Marcela Rosas es integrante de la capilla Enrique Angeleri y Compañeros Mártires y además del Oratorio Jesús Buen Pastor del barrio 17 de Octubre. Se acercó a los estudios de Frecuencia Patagonia para hablar en Voces y Apuntes y conseguir la solidaridad de los vecinos para poder concretar nuevas aulas y cumplir con la demanda de la cantidad de niños que estudian y disfrutan del oratorio.

«Todo empezó por querer llevar a mi hija a catequesis», cuenta Marcela sobre su comienzo en el lugar, «me dijeron que en el barrio estaban dando, daban leche igual, la inscribí, empezamos a ir y un día le digo al chico que da catequesis, Adrían, que se veía feo el lugar, sin desmerecerlo, entonces le dije que lo arreglemos, era galpón obrador que habían dejado cunado se hizo el barrio 128 viviendas. Él me dijo que no había plata pero le dije que cuando quiere hacer no se necesita plata, osea, se necesita, pero no es un obstáculo. Empezamos con el piso juntando pedazos de cerámica rota con compañeras que llevaban los chicos a catequesis. Así empezó todo, nos colaboraba mi hermano, Leo, que trabaja en el centro de pinturas», dijo mientras comentó entre risas que aprendieron a hacer las cosas sobre la marcha y asegura que «se armo una capilla hermosa, todo reciclado».

De esta forma «nació la idea, Veíamos que habían muchos chicos sin contención a la tarde, no hay lugares y no tienen como trasladarse para ir a hacer actividades y se armó el oratorio. En eso estuvimos trabajando todo el año pasado, somos nuevitos, mucha demanda de niños, se dieron clases de apoyo, lo principal, mejoraron muchísimo en la escuela, se logró escolarizar chicos, se dio artesanías hip hop, taekwondo, panadería. Nos colaboró la municipalidad con los profesores», comenta.

Además, Marcela asegura que «pudimos llevarlo adelante con gente del pueblo que fue acercando su granito de arena. Cuando vimos la necesidad de que se de la merienda y la comida armamos el comedor y la gente fue acercando lo que ya no usaba» y cuenta que hoy por hoy «tenemos tres veces a la semana por el momento se da el refuerzo de comida. Lo que le damos es de lo que la gente nos va dando».

El crecimiento de todo se dio por «una gran ayuda que fue el te que hicimos el año pasado, más la donación de una estructura de calefacción del Banco Nación.
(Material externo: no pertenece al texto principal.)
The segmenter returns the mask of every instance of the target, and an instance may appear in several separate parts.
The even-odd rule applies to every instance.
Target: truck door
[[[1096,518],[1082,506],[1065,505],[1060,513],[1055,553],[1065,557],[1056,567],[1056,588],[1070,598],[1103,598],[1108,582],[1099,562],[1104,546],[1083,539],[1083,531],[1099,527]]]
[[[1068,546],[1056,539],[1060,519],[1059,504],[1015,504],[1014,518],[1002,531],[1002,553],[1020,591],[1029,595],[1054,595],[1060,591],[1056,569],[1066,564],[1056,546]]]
Ahora, estamos tratando de armar dos aulas más, por la gran demanda. Por eso estoy acá, pedimos lo que tienen en el patio atrás, lo que no usa, que tira. Cerámicos sueltos, la idea es hacer un tipo caracol con la cerámica de diferentes colores hasta completar el piso».

En caso de tener algo para donar «de 9 a 12 están los chicos trabajando o me ubican a mi en mi trabajo, en el centro de salud Virgen del Valle por la mañana o por face, la gente me llama y me acerco a buscarlo».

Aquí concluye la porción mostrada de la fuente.